Dr. Umar Khan
Dr. Khan heads a Lahore based Think Tank. 3-09-07
What next after the Karachi bridge?
Mr. Zheng Xiaoyu, the head of Chinese State Food and Drug Administration was convicted and executed on corruption charges recently. He had taken bribe to approve an unsafe antibiotic found responsible for at least ten deaths. Lives of Chinese citizens were considered valuable by the state, which felt responsible, and the culprit who was a senior state functionary was dealt as a murderer and condemned. The late Mr. Zheng whose rank can be compared to a grade 22 officer in Pakistan, was not the first Chinese government officer to be executed for corruption neither is he expected to be the last one. State of China respects the lives of its citizens and tries to protect them even from itself, exactly how self respecting states behave. In Pakistan a newly built billion-rupee bridge collapsed killing many. So much for the good governance we were promised in October 99. 160 million people would be keenly watching how the state of Pakistan deals with its functionaries responsible for deaths of its citizens. Can the Government of Pakistan protect its citizens from its own unscrupulous functionaries?
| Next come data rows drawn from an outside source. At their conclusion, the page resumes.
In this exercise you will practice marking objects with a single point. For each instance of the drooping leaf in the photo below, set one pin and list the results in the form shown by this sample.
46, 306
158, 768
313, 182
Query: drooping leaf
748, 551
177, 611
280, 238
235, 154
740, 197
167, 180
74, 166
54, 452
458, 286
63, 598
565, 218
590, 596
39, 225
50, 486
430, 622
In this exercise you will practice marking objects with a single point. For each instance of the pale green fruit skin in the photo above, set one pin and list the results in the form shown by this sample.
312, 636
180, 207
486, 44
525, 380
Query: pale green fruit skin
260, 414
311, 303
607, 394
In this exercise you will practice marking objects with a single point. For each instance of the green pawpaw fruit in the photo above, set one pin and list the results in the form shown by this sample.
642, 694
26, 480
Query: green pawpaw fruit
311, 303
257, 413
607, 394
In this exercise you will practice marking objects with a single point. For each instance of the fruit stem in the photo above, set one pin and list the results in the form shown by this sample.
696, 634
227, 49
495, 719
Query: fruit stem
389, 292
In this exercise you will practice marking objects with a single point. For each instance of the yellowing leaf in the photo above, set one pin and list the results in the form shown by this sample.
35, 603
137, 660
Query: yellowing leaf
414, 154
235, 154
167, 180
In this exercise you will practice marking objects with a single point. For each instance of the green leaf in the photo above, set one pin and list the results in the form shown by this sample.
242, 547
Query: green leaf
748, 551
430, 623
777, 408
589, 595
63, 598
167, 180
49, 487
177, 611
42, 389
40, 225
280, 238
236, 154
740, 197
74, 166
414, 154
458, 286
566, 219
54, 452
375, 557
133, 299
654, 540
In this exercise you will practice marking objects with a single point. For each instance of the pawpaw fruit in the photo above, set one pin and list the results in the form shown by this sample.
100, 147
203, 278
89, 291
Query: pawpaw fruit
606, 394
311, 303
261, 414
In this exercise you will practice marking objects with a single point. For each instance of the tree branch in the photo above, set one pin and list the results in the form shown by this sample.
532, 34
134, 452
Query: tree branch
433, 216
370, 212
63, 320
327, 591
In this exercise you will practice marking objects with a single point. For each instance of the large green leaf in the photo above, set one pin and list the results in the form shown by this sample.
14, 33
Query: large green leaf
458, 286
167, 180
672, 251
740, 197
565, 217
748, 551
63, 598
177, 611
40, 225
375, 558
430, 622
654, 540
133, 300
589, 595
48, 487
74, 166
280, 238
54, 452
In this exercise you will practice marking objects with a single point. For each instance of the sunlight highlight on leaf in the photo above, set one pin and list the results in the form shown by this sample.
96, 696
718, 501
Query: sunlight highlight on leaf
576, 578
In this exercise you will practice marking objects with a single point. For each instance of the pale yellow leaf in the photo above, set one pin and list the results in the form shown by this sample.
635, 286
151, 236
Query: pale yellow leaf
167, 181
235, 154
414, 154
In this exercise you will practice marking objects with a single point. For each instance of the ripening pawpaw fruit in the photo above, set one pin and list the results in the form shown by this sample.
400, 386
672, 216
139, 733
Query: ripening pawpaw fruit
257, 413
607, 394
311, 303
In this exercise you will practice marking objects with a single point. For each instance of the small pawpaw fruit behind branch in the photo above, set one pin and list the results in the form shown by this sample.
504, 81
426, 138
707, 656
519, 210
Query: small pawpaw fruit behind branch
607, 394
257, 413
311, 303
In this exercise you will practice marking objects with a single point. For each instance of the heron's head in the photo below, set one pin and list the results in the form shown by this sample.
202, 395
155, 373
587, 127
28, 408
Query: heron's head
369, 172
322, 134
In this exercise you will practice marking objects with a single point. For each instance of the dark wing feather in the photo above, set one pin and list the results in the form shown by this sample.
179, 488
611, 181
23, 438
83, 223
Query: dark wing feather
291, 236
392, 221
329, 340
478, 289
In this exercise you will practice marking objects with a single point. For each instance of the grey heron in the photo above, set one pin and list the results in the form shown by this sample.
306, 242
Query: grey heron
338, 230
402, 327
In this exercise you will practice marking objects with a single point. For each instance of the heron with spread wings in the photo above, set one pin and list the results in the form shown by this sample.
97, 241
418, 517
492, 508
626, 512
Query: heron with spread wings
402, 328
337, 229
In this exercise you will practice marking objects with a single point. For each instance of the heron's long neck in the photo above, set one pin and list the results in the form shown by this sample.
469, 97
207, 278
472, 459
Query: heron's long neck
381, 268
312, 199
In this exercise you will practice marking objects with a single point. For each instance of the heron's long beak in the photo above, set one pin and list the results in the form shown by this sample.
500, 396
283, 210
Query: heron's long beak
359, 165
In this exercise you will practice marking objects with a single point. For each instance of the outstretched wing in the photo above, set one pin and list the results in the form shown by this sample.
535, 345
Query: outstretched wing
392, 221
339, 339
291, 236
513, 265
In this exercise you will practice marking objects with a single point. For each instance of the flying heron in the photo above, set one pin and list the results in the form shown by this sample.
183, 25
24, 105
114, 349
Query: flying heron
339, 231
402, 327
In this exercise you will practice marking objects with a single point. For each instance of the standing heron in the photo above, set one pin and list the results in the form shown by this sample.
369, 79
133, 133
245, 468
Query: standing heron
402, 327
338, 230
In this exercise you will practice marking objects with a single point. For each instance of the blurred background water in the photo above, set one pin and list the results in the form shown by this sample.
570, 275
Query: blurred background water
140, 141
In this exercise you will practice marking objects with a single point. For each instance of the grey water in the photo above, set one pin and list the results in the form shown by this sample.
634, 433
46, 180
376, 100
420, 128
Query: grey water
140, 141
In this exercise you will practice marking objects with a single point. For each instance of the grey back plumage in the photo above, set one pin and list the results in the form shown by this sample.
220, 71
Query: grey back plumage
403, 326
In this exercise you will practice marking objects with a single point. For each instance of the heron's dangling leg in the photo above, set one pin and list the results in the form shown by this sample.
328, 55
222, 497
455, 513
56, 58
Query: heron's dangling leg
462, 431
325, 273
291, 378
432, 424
If the past experience is any guide to future predictions then the outcome might be like this. The matter would be allowed to cool down with token suspensions and inquiries. Confusion would be created about the cause and responsibility of the tragedy. Number of deaths would be wrongly downplayed and transporters would be blamed for speeding and over loading. All these would be partially correct but unable to answer many questions like why this bridge and not the thousands of others across the country. Bridges built during the colonial days are very old but still hold on. There can be only 2 reasons for this tragedy, either the design was faulty or the construction was not according to the specifications. Both reasons suggest either corruption or extreme incompetence, in short unpardonable.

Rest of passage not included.